Ezequiel 28, 1-10

Dt 32, 26-27ab. 27cd-28. 30. 35cd-36ab 

san Mateo 19, 23-30

 “Diría: «Nuestra mano ha vencido, no es el Señor quien lo ha hecho»”… Desde hace tiempo, siento más miedo de los éxitos que de los fracasos. En ese sagrado refugio de pecadores al que llamamos confesonario, estos hombros han recibido ya muchas lágrimas de personas que venían abatidas bajo el peso de sus culpas. Nunca he temido por ellos, porque su dolor les hacía niños, y sé que a los niños Dios los salva siempre. A la vez, he tenido que soportar a personas que venían a relatarme sus virtudes, aderezándolas con algún “pecadillo” venial… No querían tanto ser perdonadas como ensalzadas. Y a esas personas siempre les he dicho lo mismo: “mira, hijo, te has equivocado de ventanilla. La de las canonizaciones está dos pasillos más adelante”…

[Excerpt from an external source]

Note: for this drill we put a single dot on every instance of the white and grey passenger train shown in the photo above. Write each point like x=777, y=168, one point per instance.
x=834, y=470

“Se hinchó tu corazón, y dijiste: ‘Soy Dios’”… No es que no ame la virtud. ¿Cómo no voy a amarla, si le agrada a Dios? Es que me da miedo esa virtud que se parece más a un pedestal sobre el que se suben los hombres para contemplarse y para ser alabados.

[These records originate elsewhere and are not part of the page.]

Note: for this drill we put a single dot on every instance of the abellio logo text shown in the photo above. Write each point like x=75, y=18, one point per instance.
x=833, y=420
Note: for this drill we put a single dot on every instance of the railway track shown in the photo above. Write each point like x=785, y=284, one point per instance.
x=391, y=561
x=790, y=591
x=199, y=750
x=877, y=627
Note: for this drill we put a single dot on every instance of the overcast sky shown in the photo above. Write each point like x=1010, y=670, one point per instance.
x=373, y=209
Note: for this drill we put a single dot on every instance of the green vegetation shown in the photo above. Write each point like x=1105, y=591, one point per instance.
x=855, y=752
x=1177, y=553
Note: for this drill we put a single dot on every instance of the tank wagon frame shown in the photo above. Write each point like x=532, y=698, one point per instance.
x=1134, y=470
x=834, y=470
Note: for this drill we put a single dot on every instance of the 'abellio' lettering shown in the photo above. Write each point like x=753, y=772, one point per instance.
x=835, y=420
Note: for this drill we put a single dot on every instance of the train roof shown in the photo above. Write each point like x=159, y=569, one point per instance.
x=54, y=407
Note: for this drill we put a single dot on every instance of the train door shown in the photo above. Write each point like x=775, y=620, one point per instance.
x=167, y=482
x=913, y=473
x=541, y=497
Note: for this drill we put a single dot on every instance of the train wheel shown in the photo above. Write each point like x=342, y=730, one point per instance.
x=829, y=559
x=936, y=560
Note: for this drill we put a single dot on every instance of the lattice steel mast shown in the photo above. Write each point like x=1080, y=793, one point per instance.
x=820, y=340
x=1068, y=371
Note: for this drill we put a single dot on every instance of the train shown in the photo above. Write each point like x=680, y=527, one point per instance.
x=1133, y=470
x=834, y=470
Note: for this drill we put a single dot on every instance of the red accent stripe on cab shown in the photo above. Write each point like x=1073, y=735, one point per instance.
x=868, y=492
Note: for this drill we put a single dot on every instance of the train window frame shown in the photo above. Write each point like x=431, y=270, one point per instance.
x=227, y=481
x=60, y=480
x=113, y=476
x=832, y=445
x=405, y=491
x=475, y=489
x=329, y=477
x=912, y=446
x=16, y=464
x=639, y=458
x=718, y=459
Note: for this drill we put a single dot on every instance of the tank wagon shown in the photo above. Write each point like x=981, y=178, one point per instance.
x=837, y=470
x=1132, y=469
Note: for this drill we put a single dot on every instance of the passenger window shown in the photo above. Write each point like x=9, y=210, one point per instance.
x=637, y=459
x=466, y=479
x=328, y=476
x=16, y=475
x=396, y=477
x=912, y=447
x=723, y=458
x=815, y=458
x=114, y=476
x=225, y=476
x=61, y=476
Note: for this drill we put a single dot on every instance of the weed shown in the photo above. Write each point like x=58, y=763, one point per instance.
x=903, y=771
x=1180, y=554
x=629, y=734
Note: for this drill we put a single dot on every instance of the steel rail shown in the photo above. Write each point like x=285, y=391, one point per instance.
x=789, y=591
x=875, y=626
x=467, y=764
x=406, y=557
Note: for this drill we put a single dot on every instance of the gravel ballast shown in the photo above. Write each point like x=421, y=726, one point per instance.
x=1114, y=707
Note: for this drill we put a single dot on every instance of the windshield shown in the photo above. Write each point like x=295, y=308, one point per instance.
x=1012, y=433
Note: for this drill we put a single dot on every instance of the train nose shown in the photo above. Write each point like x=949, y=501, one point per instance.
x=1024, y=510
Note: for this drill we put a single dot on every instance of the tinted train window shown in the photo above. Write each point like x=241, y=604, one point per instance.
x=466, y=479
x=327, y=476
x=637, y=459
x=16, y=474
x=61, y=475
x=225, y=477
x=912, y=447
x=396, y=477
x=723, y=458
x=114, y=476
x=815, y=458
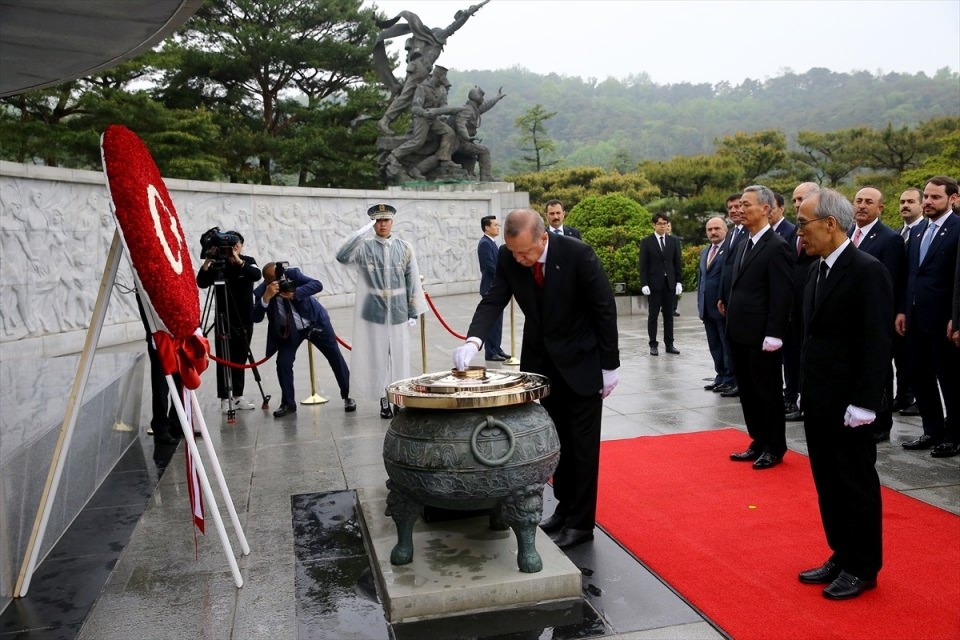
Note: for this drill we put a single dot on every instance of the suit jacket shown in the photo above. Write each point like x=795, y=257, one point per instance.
x=654, y=262
x=929, y=286
x=709, y=282
x=574, y=327
x=303, y=303
x=487, y=255
x=847, y=342
x=886, y=245
x=760, y=291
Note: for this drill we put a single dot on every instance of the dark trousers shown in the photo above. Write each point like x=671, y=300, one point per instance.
x=716, y=331
x=935, y=369
x=238, y=343
x=843, y=462
x=661, y=302
x=760, y=381
x=325, y=340
x=575, y=482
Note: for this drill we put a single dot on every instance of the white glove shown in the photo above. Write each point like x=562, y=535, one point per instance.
x=855, y=416
x=610, y=380
x=463, y=354
x=772, y=344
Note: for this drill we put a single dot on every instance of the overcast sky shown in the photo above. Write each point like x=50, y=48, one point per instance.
x=694, y=40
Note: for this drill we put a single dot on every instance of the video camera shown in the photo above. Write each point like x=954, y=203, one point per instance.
x=286, y=284
x=218, y=245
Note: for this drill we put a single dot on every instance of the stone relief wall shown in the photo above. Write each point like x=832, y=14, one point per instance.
x=56, y=227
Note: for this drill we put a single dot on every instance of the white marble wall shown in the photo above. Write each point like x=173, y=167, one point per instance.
x=56, y=227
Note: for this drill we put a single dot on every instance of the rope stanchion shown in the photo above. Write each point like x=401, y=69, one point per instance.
x=440, y=318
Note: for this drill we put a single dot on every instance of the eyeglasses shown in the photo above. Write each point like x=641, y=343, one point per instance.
x=803, y=223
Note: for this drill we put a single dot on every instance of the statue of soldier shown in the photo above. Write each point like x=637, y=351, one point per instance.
x=423, y=48
x=466, y=123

Quisieran que el propio Dios se postrase a sus pies y les diese las gracias, mientras dice a sus ángeles: “¡Chicos, mirad! ¡Ahí tenéis a un santo!”. Sí, sí, ya sé que suena ridículo, pero decidme: ¿no nos parecen ahora ridículos esos apóstoles primerizos que le dicen a Jesús: “nosotros lo hemos dejado todo y te hemos seguido”? Poco después, los veremos traicionar al Maestro, abandonarlo, y hasta negarlo con juramento, y sentiremos deseos de decirles: “¿Qué os habéis creído?”… Parece, sí, ridículo, pero es terriblemente real. Por eso me asusta más el pecado venial que el mortal. Porque sé que, con algunas almas, el Demonio elige la estrategia más sutil: no las tienta con grandes pecados, no vaya a ser que se arrepientan. Deja que se envanezcan (¡llevan años sin ofender gravemente a Dios!), y teje en torno a ellos una red muy fina de pequeñas infidelidades (¡cosas sin importancia!), mientras susurra en sus oídos: “¡Qué bueno eres!”.

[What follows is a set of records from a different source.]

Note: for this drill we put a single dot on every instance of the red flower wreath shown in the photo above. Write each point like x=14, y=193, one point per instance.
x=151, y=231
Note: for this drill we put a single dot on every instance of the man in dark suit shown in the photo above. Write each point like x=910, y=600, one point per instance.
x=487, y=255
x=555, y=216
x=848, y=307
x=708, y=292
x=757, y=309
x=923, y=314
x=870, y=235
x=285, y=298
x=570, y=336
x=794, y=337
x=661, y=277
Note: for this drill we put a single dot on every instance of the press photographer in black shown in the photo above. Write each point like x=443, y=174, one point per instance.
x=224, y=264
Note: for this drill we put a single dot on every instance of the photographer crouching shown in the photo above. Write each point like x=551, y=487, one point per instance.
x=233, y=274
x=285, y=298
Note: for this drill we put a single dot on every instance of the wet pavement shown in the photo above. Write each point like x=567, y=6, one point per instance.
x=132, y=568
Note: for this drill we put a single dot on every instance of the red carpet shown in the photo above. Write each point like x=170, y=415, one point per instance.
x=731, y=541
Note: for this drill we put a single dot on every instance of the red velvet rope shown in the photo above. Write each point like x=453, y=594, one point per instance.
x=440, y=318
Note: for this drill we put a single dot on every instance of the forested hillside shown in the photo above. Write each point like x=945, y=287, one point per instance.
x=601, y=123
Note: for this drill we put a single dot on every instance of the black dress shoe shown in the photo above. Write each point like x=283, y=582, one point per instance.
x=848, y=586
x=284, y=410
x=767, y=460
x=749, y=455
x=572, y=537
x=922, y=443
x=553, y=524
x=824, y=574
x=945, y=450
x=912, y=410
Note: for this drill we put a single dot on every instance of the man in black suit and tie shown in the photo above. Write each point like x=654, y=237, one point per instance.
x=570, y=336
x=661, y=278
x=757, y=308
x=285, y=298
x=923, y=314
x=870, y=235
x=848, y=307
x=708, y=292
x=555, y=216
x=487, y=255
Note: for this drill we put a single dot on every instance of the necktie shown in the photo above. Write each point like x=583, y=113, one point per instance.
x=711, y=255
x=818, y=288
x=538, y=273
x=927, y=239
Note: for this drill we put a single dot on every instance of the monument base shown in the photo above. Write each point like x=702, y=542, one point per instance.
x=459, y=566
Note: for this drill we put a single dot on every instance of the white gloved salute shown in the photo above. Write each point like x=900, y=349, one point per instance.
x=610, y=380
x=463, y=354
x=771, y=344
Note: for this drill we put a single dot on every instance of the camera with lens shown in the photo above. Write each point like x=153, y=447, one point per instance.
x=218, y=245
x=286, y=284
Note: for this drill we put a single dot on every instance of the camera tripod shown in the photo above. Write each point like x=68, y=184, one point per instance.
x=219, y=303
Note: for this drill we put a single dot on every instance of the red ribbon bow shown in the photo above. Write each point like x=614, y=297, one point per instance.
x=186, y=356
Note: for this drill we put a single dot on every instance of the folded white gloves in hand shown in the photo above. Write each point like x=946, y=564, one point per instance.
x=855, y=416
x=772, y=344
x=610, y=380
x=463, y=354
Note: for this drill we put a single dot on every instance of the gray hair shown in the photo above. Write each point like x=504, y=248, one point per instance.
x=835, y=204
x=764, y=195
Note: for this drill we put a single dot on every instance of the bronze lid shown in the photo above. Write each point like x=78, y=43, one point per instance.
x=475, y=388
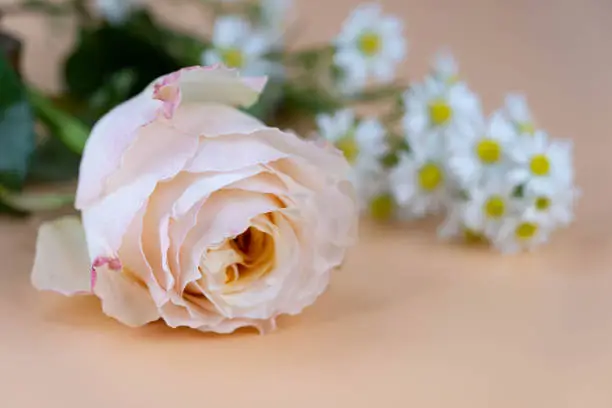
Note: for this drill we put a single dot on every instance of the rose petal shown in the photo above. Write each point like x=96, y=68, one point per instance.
x=109, y=138
x=215, y=84
x=124, y=298
x=214, y=120
x=61, y=263
x=224, y=215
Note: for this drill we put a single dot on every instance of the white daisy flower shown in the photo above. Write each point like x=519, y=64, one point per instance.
x=369, y=45
x=551, y=208
x=419, y=182
x=479, y=150
x=541, y=164
x=520, y=233
x=371, y=182
x=116, y=11
x=436, y=105
x=454, y=226
x=445, y=68
x=237, y=45
x=518, y=112
x=359, y=140
x=488, y=206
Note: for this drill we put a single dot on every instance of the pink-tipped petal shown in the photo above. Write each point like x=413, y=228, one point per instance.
x=61, y=263
x=215, y=84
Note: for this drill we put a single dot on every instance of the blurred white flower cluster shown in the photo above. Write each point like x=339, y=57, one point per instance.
x=244, y=43
x=496, y=179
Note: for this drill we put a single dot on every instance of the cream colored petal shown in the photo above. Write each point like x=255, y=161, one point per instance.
x=244, y=150
x=124, y=298
x=226, y=214
x=107, y=221
x=61, y=263
x=109, y=139
x=274, y=293
x=205, y=85
x=159, y=153
x=213, y=120
x=133, y=258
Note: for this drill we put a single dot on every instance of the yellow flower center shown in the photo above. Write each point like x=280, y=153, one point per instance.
x=382, y=207
x=542, y=203
x=233, y=58
x=439, y=112
x=430, y=177
x=540, y=165
x=473, y=237
x=348, y=146
x=489, y=151
x=495, y=207
x=370, y=44
x=526, y=128
x=526, y=230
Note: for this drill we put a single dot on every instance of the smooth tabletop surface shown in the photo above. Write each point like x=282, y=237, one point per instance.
x=409, y=321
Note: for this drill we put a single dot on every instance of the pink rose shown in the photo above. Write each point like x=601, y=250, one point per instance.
x=199, y=214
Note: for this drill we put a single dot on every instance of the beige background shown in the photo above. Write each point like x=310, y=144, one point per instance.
x=410, y=322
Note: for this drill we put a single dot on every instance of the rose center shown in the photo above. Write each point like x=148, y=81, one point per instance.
x=440, y=112
x=540, y=165
x=255, y=251
x=488, y=151
x=430, y=177
x=369, y=44
x=233, y=58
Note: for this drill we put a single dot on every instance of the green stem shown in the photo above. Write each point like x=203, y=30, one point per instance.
x=379, y=93
x=68, y=129
x=34, y=202
x=37, y=6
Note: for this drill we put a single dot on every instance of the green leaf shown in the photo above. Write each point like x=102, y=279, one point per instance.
x=52, y=161
x=104, y=51
x=308, y=100
x=33, y=202
x=16, y=128
x=71, y=131
x=269, y=102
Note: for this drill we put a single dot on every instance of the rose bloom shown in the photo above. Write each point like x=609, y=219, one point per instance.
x=199, y=214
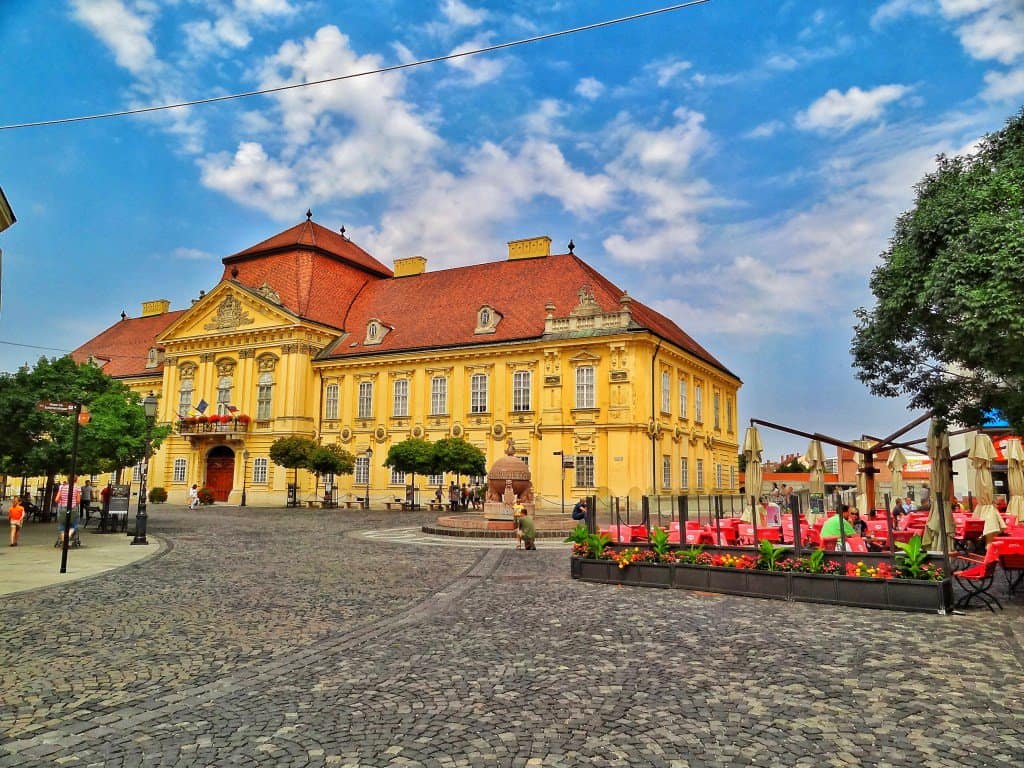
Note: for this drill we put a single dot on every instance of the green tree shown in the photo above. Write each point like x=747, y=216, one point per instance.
x=457, y=456
x=39, y=442
x=292, y=453
x=947, y=329
x=333, y=460
x=415, y=456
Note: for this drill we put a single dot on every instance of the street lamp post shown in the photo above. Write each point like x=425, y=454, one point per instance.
x=150, y=407
x=245, y=474
x=370, y=455
x=561, y=472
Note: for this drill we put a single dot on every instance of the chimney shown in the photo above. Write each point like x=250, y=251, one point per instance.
x=409, y=266
x=158, y=306
x=531, y=248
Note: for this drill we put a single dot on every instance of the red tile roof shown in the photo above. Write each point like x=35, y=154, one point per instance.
x=439, y=309
x=125, y=345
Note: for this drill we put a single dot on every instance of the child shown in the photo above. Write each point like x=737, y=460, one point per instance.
x=16, y=516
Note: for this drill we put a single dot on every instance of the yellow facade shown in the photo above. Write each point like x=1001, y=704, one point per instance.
x=635, y=435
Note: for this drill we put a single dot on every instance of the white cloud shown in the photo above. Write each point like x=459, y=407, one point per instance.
x=482, y=68
x=843, y=111
x=766, y=130
x=124, y=28
x=590, y=88
x=1004, y=85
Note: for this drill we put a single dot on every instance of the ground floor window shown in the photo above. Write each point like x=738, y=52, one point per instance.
x=585, y=471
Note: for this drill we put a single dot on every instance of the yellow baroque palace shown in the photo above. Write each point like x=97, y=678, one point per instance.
x=306, y=334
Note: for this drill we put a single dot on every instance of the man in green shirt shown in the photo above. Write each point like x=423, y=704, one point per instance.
x=830, y=528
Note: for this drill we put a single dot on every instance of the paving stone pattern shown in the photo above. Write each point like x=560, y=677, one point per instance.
x=281, y=638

Cuando la red esté tejida, las dejará caer desde tan alto y serán suyas… ¡Lástima! ¡Otro “santo” que se echa a perder!

No quiero meteros miedo… Mejor, sí quiero meteros miedo, mucho miedo al pecado venial. Pero os diré, finalmente, algo alentador: también he conocido almas muy custodiadas por la Divina Misericordia. Decían: “no avanzo, no avanzo, siempre ofendo a Dios con lo mismo”… Yo callaba. Las veía avanzar a pasos agigantados, pero me daba cuenta de que Dios permitía en ellos tentaciones incesantes para que no olvidasen que eran débiles. Por más que luchaban, la tentación no cedía. Caían y se levantaban en aquello, mientras volaban en todo lo demás… Ellos no lo veían; estaban muy ocupados luchando. Entendí que, si es sutil Satanás con sus argucias, más lo es Dios con su misericordia. Y, sobre todo, comprendí algo que me ha proporcionado un gran consuelo: Jesús y María se complacen, sí, en nuestras virtudes. Pero hay algo que les complace más aún: nuestra lucha, nuestros deseos -¡tantas veces insatisfechos!- de agradar a Dios.